L’externalisation des emplois et la sous-traitance des travaux sur le long terme
Si dans certaines situations, dans le cadre d’une démarche de solidarité, les entreprises de l’économie sociale et solidaire confient les travaux à des entreprises d’insertion ou à des Esat (établissement et service d’aide par le travail), ce ne sont que des exceptions.
Si pour les salariés, en cas d’externalisations de certaines activités, les dispositions d’ordre public de l’article L.122-12 du Code du Travail garantissent le maintien des droits et obligations résultant du contrat de travail, ils deviennent salariés d’une entreprise à but lucratif.
Le secteur non lucratif – les donneurs d’ordres des mutuelles, des coopératives et des associations – se retrouve devant une contradiction : transférer des activités et des emplois du secteur non lucratif vers le secteur à but lucratif alors qu’elles se considèrent comme faisant partie d’une « autre économie » ne mettant pas le profit comme but de leurs activités.

 

« L’un des buts de ce pôle serait de développer des structures de l’économie sociale et solidaire compétentes, maîtrisant des savoirs faire qui sont nécessaires aux donneurs d’ordre de notre secteur (coopératives, mutuelles et associations) en vue de contrat de sous-traitance ou d’externalisation. »

 

Construire un « pôle du non lucratif »
Pour développer les coopérations entre les différents secteurs de l’économie sociale et solidaire pour la production des biens et des services, il est indispensable de construire un pôle du secteur non-lucratif.

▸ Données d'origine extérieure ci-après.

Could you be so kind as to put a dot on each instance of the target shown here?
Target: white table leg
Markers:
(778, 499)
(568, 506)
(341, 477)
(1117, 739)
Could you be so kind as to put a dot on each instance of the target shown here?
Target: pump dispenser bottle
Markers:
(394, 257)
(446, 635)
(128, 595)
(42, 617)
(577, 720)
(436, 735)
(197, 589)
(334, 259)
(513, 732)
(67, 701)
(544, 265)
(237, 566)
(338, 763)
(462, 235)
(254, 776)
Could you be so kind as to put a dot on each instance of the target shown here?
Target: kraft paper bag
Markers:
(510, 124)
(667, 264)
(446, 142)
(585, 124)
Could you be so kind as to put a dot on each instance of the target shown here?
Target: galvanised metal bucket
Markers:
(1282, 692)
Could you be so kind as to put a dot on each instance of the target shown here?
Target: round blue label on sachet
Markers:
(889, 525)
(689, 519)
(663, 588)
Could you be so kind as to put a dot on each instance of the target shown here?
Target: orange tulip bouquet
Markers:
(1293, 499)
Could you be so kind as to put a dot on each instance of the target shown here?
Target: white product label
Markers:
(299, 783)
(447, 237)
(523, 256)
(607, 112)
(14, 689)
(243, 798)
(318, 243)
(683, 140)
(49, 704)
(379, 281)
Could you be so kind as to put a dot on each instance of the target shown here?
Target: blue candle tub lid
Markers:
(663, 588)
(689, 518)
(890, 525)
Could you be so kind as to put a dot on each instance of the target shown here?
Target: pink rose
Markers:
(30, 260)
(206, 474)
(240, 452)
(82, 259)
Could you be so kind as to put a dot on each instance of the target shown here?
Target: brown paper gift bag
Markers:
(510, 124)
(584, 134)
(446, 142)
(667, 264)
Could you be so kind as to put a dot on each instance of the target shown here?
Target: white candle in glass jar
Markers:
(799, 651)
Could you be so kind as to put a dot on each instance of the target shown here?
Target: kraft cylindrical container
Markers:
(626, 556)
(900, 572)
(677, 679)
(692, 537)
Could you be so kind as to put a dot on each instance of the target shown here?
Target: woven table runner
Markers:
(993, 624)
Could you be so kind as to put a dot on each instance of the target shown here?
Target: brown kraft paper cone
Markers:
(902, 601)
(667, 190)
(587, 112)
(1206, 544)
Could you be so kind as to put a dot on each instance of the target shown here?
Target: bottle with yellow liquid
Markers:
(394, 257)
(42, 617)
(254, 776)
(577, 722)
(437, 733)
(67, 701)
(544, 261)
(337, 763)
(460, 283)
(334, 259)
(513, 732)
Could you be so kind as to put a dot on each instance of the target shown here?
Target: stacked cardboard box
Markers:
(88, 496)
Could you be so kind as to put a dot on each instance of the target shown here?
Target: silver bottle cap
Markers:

L’un des buts de ce pôle serait de développer des structures de l’économie sociale et solidaire compétentes, maîtrisant des savoirs faire qui sont nécessaires aux donneurs d’ordre de notre secteur (coopératives, mutuelles et associations) en vue de contrat de sous-traitance ou d’externalisation.

Cette politique «d’essaimage » devrait aussi permettre de mettre en place de nouvelles structures à but non lucratif nécessaires au mouvement mutualiste pour le parcours de soins de leurs adhérents et pour les accompagner tout au long de la vie.

« La construction de ce pôle permettrait donc de maintenir le fonctionnement basé sur la primauté des personnes, la solidarité et l’utilité sociale, la gestion démocratique et participative, ainsi que le réinvestissement des résultats. »

Cela permettrait aussi de mettre en place les services d’information et de formation, d’accompagnement, de soutien au développement de cette politique « d’essaimage de l’ESS » pour maintenir les différents travaux à externaliser dans notre secteur et favoriser la réinternalisation dans ces nouvelles structures des emplois et des services déjà externalisés.
Ce processus permettrait sur les bases d’une connaissance de la qualité de service recherchée et de la connaissance du professionnalisme des prestataires de faire face aux modifications nécessaires de l’organisation du travail de l’entreprise qui externalise et/ou sous-traite, de réaliser les gains en valeur ajoutée recherchés et de rester fidèle aux valeurs de l’économie sociale et solidaire, à l’enracinement sur les territoires en respectant l’environnement et en participant à la mise en place d’un développement durable.
Face à l’externalisation et à la sous-traitance, la construction de ce pôle permettrait donc de maintenir le fonctionnement basé sur la primauté des personnes, la solidarité et l’utilité sociale, la gestion démocratique et participative, ainsi que le réinvestissement des résultats.

Pierre Nunge,
Administrateur de la MGEN

François Rosso,
Membre du Comité exécutif d’Harmonie Mutuelle.